Geçen günlerdeki eylemlerde de binlerce traktör ve kamyondan oluşan konvoylarla yolları bloke eden çiftçiler, ülke genelinde trafiği felç etti. Öyle ki, fabrikaların ihtiyaç duyduğu parçaların zamanında yetişmemesi nedeniyle Emden kentindeki Volkswagen tesisinde olduğu gibi, bazı fabrikalarda üretim durma noktasına geldi.

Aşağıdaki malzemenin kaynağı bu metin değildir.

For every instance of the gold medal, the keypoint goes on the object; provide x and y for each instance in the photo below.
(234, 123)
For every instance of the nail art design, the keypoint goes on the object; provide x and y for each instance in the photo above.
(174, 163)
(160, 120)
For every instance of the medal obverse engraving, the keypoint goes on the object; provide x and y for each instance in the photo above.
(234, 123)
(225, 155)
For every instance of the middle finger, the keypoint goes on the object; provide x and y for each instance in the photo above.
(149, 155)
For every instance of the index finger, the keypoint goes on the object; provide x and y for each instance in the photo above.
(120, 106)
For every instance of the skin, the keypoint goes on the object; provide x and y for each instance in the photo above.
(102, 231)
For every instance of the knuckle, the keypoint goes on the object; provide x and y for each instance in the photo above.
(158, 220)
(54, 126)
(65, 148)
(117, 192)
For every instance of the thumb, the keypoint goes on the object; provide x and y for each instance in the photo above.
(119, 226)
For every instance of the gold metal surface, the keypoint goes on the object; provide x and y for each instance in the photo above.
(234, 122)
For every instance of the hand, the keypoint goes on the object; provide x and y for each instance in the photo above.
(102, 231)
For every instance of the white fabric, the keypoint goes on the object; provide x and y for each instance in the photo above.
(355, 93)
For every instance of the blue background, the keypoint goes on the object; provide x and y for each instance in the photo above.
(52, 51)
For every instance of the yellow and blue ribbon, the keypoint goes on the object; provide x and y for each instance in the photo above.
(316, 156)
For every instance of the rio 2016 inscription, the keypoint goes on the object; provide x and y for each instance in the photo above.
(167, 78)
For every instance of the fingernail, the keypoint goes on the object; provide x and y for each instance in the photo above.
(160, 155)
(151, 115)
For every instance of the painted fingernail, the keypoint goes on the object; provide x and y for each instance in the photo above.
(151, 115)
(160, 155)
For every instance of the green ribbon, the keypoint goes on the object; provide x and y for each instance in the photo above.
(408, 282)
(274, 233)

Diğer taraftan Ekonomi Bakanı Robert Habeck de ailesiyle birlikte çıktığı tatil sırasında bir feribottan inmeye çalışırken, öfkeli protestocular tarafından ablukaya alındı.
Protesto hareketi tüm Avrupa’ya yayıldı
Bu protesto eylemleri, sadece Almanya ile sınırlı değil. Diğer Avrupa ülkelerinde de öfkeli çiftçiler, tarım politikalarına karşı tepkili.
Hollanda, Belçika, İspanya ve Fransa'da da çiftçiler, planlanan çevre reformlarının etkileri ve yüksek maliyetler konusundaki hoşnutsuzluklarını dile getirmek için sokaklara döküldü. Polonya ve diğer doğu Avrupa ülkelerinde de benzer bir dalgalanma görülmekle birlikte, bunlar büyük ölçüde ucuz Ukrayna tahılının AB'ye ithal edilmesine karşı çıkıyor.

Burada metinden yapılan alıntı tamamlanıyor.